After the S. George and the bronze David, the two most memorable things are the adorable bronze Amorino in its quaint little trousers—or perhaps not Amorino at all, since it is trampling on a snake, which such little sprites did not do—and the coloured terra-cotta bust called Niccolo da Uzzano, so like life as to be after a while disconcerting. The sensitiveness of the mouth can never have been excelled. The other originals include the gaunt John the Baptist with its curious little moustache, so far removed from the Amorino and so admirable a proof of the sculptor’s vigilant thoughtfulness in all he did; the relief of the infant John, one of the most animated of the heads (the Baptist at all periods of his life being a favourite with this sculptor); three bronze heads, of which those of the Young Gentleman and the Roman Emperor remain most clearly in my mind. But the authorship of the Roman Emperor is very doubtful. And lastly the glorious Marzocco—the lion from the front of the Palazzo Vecchio, firmly holding the Florentine escutcheon against the world. Florence has other Donatellos—the Judith in the Loggia de’ Lanzi, the figures on Giotto’s campanile, the Annunciation in S. Croce, and above all the cantoria in the Museum of the Cathedral; but this room holds most of his strong sweet genius. Here (for there are seldom more than two or three persons in it) you can be on terms with him.

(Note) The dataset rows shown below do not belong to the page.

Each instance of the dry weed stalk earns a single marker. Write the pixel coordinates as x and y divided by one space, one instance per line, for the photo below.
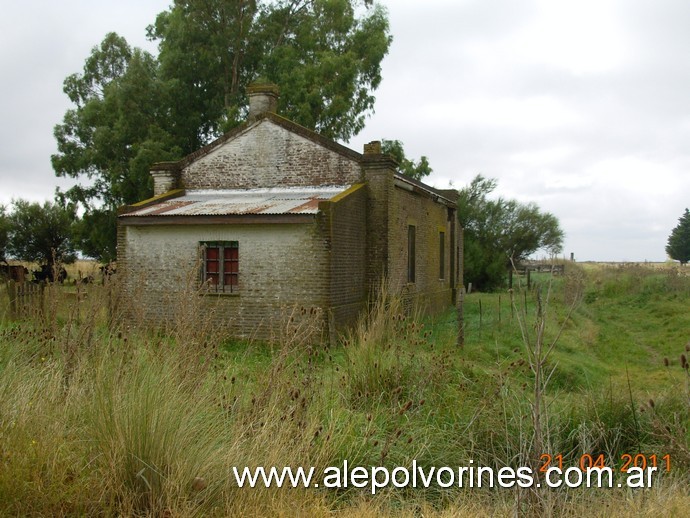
539 348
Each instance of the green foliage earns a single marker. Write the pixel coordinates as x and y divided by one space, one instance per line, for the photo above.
325 59
415 170
499 232
678 246
4 233
41 233
133 109
111 420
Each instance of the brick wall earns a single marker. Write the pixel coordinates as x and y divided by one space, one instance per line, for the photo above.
429 218
268 155
282 267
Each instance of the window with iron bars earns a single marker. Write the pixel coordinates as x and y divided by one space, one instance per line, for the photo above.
220 266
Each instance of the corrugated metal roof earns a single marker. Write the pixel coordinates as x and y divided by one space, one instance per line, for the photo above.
298 200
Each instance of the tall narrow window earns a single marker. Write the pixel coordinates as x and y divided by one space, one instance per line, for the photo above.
442 255
411 230
221 266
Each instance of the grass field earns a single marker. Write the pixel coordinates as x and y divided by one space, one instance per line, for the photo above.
101 417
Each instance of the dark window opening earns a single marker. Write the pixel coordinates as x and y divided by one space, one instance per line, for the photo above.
411 253
442 255
221 266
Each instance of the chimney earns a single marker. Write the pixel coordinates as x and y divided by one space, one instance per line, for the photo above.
263 98
164 177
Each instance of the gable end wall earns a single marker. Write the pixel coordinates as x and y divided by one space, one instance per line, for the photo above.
268 155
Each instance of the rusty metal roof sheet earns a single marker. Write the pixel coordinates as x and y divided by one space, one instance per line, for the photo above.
297 200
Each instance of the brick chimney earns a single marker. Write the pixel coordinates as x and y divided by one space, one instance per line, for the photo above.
263 98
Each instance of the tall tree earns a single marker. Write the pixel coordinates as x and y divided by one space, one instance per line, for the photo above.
325 58
116 131
416 170
678 246
499 231
41 233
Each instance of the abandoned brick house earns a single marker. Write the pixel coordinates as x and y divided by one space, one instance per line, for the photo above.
272 215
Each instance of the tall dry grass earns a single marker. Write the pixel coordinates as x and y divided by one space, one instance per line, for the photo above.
101 417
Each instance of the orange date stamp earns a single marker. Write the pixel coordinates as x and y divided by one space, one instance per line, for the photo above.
624 463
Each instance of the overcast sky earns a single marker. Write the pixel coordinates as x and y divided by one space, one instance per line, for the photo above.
582 107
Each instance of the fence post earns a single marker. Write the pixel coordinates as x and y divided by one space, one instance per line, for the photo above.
461 317
12 294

After the Donatellos we should see the other Renaissance sculpture. But first the Carrand collection of ivories, pictures, jewels, carvings, vestments, plaquettes, and objets d’art, bequeathed to Florence in 1888. Everything here is good and worth examination. Among the outstanding things is a plaquette, No. 393, a Satyr and a Bacchante, attributed to Donatello, under the title “Allegory of Spring,” which is the work of a master and a very riot of mythological imagery. The neighbouring plaquettes, many of them of the school of Donatello, are all beautiful.